Rob Cohen is a master of utilizing every tool in the hack director playbook, from cats jumping out to scare people to some of the most hilariously on the nose ominous musical cues. I have given up hope that Cohen will ever turn in a good movie again. His movies are always corny, throwaway bits of entertainment that are never good, but are at least amusing in their daftness.

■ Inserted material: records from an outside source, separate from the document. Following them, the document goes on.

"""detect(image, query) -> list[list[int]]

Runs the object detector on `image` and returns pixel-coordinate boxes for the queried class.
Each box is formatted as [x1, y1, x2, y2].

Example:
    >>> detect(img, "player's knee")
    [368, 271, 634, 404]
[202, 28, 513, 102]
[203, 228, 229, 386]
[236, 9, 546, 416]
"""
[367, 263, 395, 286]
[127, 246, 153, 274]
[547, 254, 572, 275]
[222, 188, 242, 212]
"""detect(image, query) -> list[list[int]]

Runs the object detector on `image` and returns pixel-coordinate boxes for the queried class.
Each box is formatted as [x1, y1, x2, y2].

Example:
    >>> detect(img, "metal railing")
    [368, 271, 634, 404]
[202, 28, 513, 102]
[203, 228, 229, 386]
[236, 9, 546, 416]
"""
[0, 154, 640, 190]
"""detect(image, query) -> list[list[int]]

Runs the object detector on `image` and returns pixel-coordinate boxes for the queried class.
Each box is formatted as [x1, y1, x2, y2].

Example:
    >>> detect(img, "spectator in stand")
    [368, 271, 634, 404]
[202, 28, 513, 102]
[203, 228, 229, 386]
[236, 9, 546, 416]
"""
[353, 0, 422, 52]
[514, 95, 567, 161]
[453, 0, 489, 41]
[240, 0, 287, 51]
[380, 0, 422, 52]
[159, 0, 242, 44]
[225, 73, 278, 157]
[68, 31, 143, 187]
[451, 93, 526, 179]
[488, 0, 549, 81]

What’s most shocking is that this marks the screenwriting debut of Barbara Curry, a former Los Angeles assistant U.S. attorney. She worked on the Major Crimes Unit. She inspected mob hits, racketeering, kidnappings, major heists, basically the worst of the worst crimes. So if anyone could have created a credible film about an unhinged psychopath blackmailing someone into loving them, it would be her. And yet, this connection seems unfathomable because it’s the kind of film where people are too stupid to call the police even after the person in question has committed numerous assaults.

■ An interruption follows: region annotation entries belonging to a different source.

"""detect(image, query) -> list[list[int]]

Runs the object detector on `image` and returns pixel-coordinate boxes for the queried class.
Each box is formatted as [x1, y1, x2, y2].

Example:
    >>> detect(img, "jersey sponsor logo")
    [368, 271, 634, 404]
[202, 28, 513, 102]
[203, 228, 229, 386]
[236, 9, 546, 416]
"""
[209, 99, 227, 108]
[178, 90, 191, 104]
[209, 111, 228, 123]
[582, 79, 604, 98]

To believe in this lukewarm, gender swapped rehash of the James Foley/Mark Wahlberg vehicle Fear would require a full on lobotomy on the part of the viewer. It can’t even get minor, seemingly inconsequential details right, as evidenced by an uproariously anachronistic bit of dialogue when Noah presents Claire with what she – A FUCKING CLASSICS PROFESSOR – thinks is a first edition copy of her favourite book, The Iliad. It also has no clue how computers, garage doors, vice grips, the clutch on an automobile, simple physics, printers, tape, hidden cameras, bone marrow transplants, or cultural references work. Almost everything it attempts it screws up. It would have a perfect 100% except for a scene where someone off screen correctly tells a character how to use an epipen. If one life is saved in the future from this film and that one scene, it will all be worth it.

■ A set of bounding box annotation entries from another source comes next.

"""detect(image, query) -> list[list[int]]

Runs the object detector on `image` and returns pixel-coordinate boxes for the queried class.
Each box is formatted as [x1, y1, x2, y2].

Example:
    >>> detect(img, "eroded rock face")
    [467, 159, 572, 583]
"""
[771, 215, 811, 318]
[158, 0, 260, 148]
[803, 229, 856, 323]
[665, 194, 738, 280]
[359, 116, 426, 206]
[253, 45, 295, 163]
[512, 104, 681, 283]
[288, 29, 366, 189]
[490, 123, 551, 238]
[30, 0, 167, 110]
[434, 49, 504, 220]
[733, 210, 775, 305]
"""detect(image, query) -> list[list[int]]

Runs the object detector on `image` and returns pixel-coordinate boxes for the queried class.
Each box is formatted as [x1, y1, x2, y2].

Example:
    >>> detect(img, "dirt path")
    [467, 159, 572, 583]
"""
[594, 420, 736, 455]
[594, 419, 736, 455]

Lopez has a pretty simple job: make sure you don’t want to see her die. She does the bare minimum well. Guzman appropriately makes a buffet out of all of the scenery he comes in contact with, edging dangerously close to Jim Carrey in The Cable Guy territory. He’s fun to watch, but also exhausting in his potency and the character’s goofball plans. Kristin Chenoweth, however, walks off with the whole damn show as Claire’s boss and sympathetic best friend. She knows to camp things up a bit. She and Guzman understand damn well they’re in a Rob Cohen film.
By the time the film’s literal barn-burning finale rolls around, The Boy Next Door has at the very least not overstayed its welcome. It gets in and out in 90 tacky minutes and never attempts to force anything else down the audience’s throats. I wondered long and hard if this would be the kind of film I could have fun with if I was drunk enough, and I’m pretty sure if there were other people around in the same inebriated state it would be a fun sit through a bad film. It was just bad enough to feel that my time wasn’t wasted. It was more laughs than I had at the movies this week. That’s in no way an endorsement.